Recently, my best friend joined the online dating website Plenty of Fish (POF). She’s new to the online dating community and over dinner and drinks, vented to me about her experience so far and how difficult it has been to find a decent man online. I listened to her talk about the guys she was talking to and as she described her conversations, I could literally pick out several things that SHE was doing that were setting her up for failure. Not that I’m an expert on reading men, but I have had more online dating experience than I care to admit. I met my best male friend on this same site as well as the love of my life. Not everyone I met was a winner though, but through 3 years of online dating experience, I learned several unwritten rules for success. These rules have certainly helped me and hopefully will help everyone struggling with the world of online dating too.
The 7 Cardinal Rules of Online Dating if you Want to Succeed:
1. Do not respond to guys, no matter how cute they are, if all they can come up with to message you is “Hi, how are you?” This lacks any sort of creativity, any thinking and shows that they most likely didn’t even read your profile. If the guy is really interested in YOU, ignore this lame message and eventually he will write again.

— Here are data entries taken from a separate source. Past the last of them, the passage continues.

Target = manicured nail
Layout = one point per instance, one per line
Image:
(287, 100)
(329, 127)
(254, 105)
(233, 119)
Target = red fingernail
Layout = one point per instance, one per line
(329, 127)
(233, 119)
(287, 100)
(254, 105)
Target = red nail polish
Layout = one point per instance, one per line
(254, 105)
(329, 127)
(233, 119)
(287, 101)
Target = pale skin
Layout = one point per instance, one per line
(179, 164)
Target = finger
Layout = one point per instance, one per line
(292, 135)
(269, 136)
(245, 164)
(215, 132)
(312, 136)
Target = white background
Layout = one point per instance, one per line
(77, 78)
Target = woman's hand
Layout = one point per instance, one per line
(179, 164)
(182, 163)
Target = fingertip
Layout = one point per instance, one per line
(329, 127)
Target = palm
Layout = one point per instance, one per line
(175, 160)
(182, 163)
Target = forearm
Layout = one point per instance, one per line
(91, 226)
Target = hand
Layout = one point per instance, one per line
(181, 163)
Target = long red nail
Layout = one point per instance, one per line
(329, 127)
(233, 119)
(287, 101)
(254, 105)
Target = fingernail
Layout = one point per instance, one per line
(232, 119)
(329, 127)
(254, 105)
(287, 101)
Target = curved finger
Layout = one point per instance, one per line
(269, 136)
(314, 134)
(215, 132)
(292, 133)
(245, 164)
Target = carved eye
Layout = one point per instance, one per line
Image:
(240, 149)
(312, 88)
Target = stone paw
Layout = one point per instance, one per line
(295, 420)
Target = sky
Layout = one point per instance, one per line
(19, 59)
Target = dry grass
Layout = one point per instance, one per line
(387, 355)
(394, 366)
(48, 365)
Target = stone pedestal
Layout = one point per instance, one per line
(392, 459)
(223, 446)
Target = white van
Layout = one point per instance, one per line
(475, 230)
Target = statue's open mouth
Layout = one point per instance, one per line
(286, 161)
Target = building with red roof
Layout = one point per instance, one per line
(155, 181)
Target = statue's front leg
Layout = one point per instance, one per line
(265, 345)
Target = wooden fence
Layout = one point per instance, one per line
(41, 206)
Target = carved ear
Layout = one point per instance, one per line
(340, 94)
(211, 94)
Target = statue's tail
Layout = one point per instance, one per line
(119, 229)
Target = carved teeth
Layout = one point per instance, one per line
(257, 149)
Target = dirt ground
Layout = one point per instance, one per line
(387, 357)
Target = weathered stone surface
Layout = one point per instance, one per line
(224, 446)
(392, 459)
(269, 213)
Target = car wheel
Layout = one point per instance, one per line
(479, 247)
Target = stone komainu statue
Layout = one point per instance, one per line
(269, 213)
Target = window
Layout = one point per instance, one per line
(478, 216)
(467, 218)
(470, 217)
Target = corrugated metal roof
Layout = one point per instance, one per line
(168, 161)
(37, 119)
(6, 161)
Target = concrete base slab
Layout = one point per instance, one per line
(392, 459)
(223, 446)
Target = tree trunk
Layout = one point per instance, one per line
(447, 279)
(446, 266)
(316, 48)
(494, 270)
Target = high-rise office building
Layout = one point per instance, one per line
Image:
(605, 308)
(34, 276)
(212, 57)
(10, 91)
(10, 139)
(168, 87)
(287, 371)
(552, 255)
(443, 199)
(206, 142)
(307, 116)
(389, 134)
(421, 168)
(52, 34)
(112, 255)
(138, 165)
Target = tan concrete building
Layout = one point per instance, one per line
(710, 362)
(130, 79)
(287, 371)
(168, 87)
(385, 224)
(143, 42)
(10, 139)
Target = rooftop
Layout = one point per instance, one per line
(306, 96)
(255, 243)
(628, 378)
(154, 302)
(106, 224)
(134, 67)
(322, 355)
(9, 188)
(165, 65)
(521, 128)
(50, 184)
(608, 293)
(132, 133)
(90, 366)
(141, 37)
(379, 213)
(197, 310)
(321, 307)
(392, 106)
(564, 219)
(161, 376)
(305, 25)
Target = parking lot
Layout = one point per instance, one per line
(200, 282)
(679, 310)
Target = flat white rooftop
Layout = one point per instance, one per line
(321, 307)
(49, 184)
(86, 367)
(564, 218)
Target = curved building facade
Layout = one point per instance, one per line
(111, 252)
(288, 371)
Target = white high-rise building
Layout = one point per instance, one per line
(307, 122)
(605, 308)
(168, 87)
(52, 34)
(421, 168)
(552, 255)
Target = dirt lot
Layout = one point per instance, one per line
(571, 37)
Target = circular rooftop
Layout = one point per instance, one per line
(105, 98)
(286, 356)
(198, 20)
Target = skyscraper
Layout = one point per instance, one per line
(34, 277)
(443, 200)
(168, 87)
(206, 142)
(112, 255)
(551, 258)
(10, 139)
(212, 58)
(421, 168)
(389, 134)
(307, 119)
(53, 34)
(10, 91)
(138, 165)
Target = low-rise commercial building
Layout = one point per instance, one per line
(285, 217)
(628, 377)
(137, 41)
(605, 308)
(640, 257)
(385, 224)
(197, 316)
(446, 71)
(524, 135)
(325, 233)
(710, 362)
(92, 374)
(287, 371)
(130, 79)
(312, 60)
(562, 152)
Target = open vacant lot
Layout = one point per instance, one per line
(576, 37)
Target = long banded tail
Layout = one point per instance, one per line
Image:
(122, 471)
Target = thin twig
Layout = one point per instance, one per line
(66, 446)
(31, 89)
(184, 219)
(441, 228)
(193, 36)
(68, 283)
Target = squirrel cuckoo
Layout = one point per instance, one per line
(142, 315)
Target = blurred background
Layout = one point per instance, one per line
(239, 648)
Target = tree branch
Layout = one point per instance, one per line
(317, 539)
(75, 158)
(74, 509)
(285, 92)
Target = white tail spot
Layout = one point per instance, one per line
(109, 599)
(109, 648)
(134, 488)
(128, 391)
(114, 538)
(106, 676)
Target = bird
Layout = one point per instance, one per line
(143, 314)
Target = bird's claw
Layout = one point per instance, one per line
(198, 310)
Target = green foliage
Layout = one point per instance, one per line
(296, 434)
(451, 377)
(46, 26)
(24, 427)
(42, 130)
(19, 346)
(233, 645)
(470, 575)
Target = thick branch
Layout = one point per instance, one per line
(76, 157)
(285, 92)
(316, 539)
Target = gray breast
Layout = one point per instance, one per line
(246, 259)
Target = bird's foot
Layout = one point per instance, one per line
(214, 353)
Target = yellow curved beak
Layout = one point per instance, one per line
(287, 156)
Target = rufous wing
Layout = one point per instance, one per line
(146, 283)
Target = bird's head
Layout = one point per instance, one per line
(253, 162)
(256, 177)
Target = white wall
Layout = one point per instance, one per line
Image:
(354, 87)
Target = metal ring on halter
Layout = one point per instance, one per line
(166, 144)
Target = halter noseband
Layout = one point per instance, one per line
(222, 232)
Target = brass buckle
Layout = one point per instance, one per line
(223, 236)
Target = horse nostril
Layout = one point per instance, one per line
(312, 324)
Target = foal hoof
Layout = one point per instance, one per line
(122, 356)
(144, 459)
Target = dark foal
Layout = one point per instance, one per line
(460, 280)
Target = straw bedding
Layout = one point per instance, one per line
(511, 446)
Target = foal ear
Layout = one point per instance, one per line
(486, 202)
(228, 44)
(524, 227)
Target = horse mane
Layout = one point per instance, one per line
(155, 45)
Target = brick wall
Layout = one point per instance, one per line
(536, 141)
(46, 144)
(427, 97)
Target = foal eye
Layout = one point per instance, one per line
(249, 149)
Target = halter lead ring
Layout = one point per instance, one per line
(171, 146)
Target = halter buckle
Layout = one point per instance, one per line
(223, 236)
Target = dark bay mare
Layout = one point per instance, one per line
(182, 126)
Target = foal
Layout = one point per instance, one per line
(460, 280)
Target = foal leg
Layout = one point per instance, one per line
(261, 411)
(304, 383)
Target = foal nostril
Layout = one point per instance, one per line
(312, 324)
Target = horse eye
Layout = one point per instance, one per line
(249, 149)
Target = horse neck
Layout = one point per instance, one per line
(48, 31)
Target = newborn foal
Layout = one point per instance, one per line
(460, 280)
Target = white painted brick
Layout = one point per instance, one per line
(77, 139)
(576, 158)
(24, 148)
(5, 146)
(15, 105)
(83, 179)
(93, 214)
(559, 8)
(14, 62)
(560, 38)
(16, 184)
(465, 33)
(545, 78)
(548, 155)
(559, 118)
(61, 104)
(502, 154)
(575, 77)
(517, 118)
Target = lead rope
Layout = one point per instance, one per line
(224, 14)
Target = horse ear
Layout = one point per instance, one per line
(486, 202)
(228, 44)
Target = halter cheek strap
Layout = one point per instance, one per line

2. Do not continue talking to guys who bring up sex right away, especially in the first message. These guys run rampant on the free dating websites. They will message dirty pickup lines or ask you flat out to meet up for a hookup. Even after a few conversations, if they ask you if you enjoy sex or start flirting in a seductive manner, this too is a red flag. This should show you that the guy isn’t looking for anything more than a hookup, but it seems like women think they can change that or don’t realize it. Ladies, come on, stop being so stupid!
3. Actually read the guy’s profile. If you’re on the site looking for an actual potential relationship, you should ALWAYS be reading profiles and make sure the guy has his shit together. Does he have a job? A car? Does he have his own place? If any of those answers are “no”, run girl! “Oh, he left his job because he wants something better.” Stop making excuses for men, especially when you don’t even know him! At this age, a man should have a job, even if it’s menial.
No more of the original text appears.